Perceived strength of evidence supporting practices to prevent health care-associated infection: results from a national survey of infection prevention personnel.

机构信息

Hospital Outcomes Program of Excellence (HOPE), VA Ann Arbor Healthcare System, Ann Arbor, MI, USA.

出版信息

Am J Infect Control. 2013 Feb;41(2):100-6. doi: 10.1016/j.ajic.2012.10.007.

Abstract

BACKGROUND

Limited data exist describing the perceived strength of evidence behind practices to prevent common health care-associated infections (HAIs).

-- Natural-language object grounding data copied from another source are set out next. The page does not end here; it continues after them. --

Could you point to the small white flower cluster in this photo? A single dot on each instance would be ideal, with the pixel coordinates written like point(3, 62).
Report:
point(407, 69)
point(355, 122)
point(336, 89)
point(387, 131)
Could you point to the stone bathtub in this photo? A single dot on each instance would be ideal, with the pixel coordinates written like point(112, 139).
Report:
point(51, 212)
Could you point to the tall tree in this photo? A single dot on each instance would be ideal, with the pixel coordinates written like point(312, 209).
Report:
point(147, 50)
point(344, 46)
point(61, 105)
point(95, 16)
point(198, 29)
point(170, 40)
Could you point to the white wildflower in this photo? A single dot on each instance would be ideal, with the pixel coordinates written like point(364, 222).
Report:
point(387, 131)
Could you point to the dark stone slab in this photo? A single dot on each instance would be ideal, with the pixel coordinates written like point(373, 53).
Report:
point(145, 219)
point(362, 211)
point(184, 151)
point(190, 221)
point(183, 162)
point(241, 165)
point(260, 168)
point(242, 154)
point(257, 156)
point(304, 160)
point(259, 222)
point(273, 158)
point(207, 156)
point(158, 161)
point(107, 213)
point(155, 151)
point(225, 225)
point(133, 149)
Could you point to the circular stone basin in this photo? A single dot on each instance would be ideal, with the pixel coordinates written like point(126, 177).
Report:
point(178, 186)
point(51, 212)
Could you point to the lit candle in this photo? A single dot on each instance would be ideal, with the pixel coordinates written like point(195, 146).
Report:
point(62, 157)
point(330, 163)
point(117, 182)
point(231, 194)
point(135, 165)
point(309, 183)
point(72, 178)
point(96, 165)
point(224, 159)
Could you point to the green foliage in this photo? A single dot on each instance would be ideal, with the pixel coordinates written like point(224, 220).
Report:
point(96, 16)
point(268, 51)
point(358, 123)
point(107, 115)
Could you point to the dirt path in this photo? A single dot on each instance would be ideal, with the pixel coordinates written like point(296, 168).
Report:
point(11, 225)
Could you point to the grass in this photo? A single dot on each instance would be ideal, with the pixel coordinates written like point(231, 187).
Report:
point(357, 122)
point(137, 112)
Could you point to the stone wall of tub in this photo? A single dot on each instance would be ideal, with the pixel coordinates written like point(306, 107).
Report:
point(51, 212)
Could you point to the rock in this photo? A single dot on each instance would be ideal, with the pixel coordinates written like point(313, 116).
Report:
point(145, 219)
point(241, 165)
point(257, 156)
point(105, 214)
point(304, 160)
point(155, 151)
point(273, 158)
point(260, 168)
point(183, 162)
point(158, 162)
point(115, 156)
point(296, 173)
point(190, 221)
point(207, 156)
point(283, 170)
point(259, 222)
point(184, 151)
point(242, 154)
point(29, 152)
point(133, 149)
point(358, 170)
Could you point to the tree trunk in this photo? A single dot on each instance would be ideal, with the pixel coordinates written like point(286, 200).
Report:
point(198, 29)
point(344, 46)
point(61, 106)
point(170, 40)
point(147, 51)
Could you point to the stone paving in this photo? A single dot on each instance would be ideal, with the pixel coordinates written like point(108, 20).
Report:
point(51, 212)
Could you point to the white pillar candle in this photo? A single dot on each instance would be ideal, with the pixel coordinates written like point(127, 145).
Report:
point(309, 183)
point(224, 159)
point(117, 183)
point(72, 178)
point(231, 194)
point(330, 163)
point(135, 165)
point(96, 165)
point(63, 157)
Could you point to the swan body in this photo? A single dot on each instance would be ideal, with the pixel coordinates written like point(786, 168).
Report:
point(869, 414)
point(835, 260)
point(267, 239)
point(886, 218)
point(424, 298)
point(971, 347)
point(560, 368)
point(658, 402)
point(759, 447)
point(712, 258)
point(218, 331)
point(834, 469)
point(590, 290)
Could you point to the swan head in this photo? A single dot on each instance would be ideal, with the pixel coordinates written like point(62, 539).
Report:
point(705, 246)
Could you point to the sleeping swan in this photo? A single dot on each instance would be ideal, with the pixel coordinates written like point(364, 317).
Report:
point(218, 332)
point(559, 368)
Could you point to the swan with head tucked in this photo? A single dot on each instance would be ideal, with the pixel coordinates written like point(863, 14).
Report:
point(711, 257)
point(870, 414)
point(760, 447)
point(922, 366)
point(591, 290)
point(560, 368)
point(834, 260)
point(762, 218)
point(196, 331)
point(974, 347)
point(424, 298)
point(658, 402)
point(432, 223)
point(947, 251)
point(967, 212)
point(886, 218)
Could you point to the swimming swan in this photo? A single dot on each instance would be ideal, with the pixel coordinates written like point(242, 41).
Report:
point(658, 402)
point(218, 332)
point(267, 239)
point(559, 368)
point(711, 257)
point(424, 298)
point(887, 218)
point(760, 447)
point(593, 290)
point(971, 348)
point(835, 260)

We conducted a national survey of infection prevention personnel to assess perception of the evidence for various preventive practices. We were also curious whether lead infection preventionist certification in infection prevention and control (CIC) correlated with perceptions of the evidence.

METHODS

In 2009, we mailed surveys to 703 infection prevention personnel using a national random sample of US hospitals and all Veterans Affairs hospitals; the response rate was 68%. The survey asked the respondent to grade the strength of evidence behind prevention practices. We considered "strong" evidence as being 4 and 5 on a Likert scale. Multivariable logistic regression models assessed associations between CIC status and the perceived strength of the evidence.

RESULTS

The following practices were perceived by 90% or more of respondents as having strong evidence: alcohol-based hand rub, aseptic urinary catheter insertion, chlorhexidine for antisepsis prior to central venous catheter insertion, maximum sterile barriers during central venous catheter insertion, avoiding the femoral site for central venous catheter insertion, and semirecumbent positioning of the ventilated patient. CIC status was significantly associated with the perception of the evidence for several practices.

CONCLUSION

Successful implementation of evidence-based practices should consider how key individuals in the translational process assess the strength of that evidence.

摘要

背景

描述预防常见医疗保健相关感染(HAI)的实践背后的证据感知强度的数据有限。我们对感染预防人员进行了一项全国性调查,以评估他们对各种预防措施的证据的看法。我们还好奇,感染预防和控制(CIC)方面的首席感染预防专家认证是否与对证据的看法相关。

方法

2009 年,我们使用全国范围内的美国医院和所有退伍军人事务部医院的随机样本,向 703 名感染预防人员邮寄了调查问卷;回复率为 68%。该调查要求受访者对预防措施背后的证据强度进行评分。我们将“有力”证据定义为李克特量表上的 4 分和 5 分。多变量逻辑回归模型评估了 CIC 状态与感知证据强度之间的关联。

结果

以下实践被 90%或更多的受访者认为具有有力证据:酒精基手消毒剂、无菌导尿、中心静脉导管插入前用洗必泰进行消毒、中心静脉导管插入时使用最大无菌屏障、避免股静脉作为中心静脉导管插入部位、以及通气患者的半卧位。CIC 状态与对几项实践证据的感知显著相关。

结论

成功实施基于证据的实践应考虑转化过程中的关键人员如何评估该证据的强度。